15 October 2009
Surgical scalpel helps uncover cancer
In the hope of helping oncologists remove every piece of tumor tissue during surgery, researchers are developing new imaging tools that work in real time in the operating room.
Technology Review reported European researchers have now demonstrated a chemical analysis instrument called a mass spectrometer can be coupled with an electroscalpel to create a molecular profile of tissue during surgery. The researchers have shown the method can be used to map out different tissue types and distinguish cancerous tissue. The device will begin clinical trials next month.
“When a surgeon is performing cancer surgery, he doesn’t have any direct information on where the tumor is,” said Zoltán Takáts, a professor at Justus-Liebig University in Giessen, Germany. Instead, surgeons rely on preoperative imaging scans and on feedback from pathologists examining tissue biopsies under a microscope. “We want to provide a tool that’s right in their hands, so that if they think a structure looks suspicious, they can just test it,” said Takáts.

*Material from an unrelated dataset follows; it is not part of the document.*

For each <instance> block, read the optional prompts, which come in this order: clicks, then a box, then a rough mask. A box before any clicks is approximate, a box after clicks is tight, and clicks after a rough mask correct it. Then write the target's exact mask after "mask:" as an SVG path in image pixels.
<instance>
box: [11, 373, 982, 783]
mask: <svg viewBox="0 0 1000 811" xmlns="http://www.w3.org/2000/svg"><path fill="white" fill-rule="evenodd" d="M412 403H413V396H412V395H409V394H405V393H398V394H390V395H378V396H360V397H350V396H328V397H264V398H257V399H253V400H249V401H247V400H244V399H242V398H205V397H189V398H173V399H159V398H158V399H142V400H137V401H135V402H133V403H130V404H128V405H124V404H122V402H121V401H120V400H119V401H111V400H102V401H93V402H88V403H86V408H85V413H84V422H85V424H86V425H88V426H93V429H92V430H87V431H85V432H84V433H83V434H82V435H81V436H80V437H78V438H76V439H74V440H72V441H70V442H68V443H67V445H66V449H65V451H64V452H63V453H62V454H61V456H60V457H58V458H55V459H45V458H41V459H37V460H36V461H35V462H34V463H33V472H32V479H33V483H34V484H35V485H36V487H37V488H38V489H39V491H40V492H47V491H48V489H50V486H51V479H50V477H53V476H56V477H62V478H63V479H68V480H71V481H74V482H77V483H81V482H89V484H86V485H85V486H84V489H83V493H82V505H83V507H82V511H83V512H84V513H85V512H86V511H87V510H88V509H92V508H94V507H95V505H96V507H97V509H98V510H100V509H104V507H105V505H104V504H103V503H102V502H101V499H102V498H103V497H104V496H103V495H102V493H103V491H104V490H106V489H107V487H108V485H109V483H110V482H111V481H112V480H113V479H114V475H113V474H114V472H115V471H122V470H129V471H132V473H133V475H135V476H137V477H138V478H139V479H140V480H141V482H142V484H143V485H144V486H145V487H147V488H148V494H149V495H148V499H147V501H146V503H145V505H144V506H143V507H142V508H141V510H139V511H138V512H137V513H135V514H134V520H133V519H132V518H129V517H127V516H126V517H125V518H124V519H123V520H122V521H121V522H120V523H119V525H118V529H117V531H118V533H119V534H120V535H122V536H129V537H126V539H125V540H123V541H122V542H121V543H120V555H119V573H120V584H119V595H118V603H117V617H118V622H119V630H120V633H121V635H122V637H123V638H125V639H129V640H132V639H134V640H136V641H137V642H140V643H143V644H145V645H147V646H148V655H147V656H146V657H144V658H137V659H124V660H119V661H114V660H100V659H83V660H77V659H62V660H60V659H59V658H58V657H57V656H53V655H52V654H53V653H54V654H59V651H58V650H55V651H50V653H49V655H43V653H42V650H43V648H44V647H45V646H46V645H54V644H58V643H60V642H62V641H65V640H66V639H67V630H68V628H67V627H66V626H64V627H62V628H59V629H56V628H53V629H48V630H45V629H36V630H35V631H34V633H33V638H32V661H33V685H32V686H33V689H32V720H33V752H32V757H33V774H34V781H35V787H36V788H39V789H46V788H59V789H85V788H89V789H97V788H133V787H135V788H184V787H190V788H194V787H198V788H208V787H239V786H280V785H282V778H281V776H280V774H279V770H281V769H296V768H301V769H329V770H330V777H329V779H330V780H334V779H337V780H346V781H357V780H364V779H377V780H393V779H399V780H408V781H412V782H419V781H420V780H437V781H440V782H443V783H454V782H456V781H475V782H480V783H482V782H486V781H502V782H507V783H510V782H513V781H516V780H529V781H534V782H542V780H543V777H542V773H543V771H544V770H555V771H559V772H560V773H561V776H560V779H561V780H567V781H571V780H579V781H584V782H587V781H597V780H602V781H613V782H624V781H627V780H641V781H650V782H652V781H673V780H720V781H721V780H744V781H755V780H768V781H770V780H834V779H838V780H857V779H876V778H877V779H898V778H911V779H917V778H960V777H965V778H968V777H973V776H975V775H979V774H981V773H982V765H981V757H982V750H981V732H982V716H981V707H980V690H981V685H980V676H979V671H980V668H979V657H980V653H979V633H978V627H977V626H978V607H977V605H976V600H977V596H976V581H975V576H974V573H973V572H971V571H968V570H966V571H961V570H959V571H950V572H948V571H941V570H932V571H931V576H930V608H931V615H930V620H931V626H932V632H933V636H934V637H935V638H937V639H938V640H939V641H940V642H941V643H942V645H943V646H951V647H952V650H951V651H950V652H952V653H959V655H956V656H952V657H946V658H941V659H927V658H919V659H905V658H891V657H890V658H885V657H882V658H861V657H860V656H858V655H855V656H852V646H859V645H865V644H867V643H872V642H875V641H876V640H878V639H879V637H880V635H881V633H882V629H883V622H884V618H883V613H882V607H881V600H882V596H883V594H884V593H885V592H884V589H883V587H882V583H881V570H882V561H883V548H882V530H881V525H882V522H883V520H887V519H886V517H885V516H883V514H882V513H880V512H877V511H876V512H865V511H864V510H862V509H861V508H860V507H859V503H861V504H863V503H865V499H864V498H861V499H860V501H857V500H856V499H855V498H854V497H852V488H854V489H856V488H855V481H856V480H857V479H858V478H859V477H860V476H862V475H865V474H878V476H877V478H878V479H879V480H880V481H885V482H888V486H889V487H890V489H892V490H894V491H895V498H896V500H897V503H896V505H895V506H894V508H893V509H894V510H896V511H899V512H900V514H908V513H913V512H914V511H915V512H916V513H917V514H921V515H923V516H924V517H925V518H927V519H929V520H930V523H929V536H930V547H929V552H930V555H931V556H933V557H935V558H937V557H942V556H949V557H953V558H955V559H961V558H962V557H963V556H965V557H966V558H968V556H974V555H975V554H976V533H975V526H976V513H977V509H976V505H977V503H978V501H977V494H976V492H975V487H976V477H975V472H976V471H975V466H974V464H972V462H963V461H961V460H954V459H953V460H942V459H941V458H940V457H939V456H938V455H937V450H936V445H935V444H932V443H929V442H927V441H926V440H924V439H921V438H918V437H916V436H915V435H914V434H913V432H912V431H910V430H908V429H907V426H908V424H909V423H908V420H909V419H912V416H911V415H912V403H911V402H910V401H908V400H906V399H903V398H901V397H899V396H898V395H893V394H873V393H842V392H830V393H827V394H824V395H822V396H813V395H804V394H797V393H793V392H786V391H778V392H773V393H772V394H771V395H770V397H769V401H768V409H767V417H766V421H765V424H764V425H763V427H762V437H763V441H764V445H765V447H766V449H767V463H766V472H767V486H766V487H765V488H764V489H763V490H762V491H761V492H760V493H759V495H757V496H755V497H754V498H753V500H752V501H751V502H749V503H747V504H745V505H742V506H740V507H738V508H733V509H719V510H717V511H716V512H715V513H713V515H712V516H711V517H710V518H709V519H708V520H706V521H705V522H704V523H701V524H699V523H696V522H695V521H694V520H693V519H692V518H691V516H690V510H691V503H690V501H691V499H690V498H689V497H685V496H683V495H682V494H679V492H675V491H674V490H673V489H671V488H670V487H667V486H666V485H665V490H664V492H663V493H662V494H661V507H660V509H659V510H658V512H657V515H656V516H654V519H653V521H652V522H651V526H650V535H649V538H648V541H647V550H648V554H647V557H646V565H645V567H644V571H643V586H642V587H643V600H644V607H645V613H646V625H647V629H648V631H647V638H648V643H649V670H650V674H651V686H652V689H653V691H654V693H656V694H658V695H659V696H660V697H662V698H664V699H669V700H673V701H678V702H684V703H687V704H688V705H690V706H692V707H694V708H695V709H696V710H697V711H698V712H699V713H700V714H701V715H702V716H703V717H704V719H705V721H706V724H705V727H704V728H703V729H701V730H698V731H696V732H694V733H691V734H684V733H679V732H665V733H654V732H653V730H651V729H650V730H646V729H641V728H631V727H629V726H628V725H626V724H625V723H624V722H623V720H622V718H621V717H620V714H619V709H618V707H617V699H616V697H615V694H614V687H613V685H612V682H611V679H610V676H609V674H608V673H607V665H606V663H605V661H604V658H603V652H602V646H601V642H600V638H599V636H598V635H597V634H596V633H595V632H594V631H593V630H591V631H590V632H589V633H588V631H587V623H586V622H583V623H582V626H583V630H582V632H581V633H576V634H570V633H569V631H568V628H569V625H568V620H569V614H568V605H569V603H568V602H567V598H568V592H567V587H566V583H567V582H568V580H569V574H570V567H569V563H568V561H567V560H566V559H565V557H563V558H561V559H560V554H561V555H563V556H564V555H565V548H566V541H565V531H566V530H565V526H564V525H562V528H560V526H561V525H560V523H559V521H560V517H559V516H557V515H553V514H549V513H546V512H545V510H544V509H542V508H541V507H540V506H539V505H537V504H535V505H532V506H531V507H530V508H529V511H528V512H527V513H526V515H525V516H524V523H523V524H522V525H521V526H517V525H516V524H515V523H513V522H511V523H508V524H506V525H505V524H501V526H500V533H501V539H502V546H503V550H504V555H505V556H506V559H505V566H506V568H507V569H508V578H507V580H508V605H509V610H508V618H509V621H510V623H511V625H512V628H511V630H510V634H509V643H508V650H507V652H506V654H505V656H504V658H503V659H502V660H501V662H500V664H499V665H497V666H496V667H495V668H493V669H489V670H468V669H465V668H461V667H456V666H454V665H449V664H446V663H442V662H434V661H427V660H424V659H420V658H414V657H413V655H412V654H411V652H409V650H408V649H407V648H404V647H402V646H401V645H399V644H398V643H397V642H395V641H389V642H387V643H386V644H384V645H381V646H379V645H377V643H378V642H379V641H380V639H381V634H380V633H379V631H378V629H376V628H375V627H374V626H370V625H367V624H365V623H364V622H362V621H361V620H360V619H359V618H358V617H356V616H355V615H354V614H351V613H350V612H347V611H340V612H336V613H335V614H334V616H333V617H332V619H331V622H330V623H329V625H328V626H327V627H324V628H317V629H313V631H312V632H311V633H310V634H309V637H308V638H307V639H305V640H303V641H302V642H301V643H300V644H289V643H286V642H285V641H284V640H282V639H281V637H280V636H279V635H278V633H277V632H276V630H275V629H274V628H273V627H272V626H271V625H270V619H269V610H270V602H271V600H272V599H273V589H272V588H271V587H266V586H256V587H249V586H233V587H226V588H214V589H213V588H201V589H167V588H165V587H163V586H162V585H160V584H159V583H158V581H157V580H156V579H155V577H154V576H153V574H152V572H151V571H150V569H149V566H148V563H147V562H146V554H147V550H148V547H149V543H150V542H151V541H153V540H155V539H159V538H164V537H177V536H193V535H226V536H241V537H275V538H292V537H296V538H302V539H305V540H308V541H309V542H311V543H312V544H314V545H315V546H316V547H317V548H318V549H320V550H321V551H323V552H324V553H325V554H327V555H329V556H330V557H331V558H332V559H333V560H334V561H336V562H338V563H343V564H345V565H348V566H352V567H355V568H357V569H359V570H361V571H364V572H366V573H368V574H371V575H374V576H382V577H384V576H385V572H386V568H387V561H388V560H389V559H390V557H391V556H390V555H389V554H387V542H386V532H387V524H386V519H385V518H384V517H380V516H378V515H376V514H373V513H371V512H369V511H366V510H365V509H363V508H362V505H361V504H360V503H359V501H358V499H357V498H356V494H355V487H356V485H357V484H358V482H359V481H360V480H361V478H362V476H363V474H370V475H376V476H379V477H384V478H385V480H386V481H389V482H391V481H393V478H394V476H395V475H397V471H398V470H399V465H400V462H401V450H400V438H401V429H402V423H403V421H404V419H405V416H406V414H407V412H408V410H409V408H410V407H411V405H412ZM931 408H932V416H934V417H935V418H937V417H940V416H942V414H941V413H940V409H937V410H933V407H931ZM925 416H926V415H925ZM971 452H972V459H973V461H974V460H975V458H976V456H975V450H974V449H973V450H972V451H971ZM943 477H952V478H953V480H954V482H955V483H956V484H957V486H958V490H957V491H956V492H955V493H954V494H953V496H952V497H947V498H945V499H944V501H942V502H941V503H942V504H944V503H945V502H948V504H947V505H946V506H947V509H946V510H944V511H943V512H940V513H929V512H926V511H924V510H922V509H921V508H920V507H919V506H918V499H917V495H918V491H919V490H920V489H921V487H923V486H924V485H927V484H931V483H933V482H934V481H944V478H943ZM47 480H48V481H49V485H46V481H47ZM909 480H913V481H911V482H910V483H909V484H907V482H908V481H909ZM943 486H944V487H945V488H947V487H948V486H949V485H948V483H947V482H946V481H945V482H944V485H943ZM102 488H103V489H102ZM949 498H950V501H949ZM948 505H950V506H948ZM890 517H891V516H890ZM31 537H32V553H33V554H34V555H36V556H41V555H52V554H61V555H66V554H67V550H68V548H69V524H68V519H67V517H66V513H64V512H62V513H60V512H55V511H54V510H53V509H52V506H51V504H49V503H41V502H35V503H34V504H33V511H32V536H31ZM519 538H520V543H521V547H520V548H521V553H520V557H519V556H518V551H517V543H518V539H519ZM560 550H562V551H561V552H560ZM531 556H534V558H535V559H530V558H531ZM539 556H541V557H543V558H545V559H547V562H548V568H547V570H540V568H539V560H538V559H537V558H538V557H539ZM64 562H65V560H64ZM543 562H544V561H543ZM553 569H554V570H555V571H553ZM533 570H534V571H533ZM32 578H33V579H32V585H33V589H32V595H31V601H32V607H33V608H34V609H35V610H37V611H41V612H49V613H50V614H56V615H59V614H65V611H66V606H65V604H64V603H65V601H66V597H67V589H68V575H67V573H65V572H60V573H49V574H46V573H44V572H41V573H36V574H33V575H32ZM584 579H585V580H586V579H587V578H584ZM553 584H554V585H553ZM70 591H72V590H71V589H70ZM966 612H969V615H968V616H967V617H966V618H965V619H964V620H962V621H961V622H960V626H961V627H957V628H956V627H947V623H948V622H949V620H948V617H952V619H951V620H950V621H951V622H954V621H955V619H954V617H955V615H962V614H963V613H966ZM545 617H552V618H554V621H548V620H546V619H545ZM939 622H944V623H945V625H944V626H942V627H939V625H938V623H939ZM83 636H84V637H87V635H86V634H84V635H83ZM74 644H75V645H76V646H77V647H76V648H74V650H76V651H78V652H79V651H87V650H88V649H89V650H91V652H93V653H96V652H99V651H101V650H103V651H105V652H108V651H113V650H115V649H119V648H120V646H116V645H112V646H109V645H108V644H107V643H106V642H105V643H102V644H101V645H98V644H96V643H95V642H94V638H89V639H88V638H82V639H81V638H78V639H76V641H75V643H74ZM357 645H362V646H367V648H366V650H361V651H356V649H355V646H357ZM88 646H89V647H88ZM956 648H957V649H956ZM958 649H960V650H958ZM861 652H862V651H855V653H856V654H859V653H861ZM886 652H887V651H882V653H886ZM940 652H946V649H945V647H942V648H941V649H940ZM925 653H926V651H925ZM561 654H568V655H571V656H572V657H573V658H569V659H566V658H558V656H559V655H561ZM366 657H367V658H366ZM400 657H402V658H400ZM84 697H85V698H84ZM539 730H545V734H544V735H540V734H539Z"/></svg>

Mass spectrometry, a very precise method for identifying molecules by analyzing the ratio between their mass and charge, is already being used by a handful of research groups to study biological samples. Researchers have known for many years that tumor tissue and healthy tissue have different molecular profiles and this can be used to tell them apart, or even to determine how aggressive a particular tumor is. Other research groups have used mass spectrometry to analyze biopsied tissue and have shown that it can make these differentiations. The problem with using mass spectrometry in the operating room is sample collection. Before molecules can be analyzed, they have to be ionized and sucked up into the machine. Creating ions requires bombarding a sample with a stream of charged particles, often a gas, and these methods are not suitable for the operating room. “A high-voltage nitrogen jet is not compatible with the human body,” said Takáts.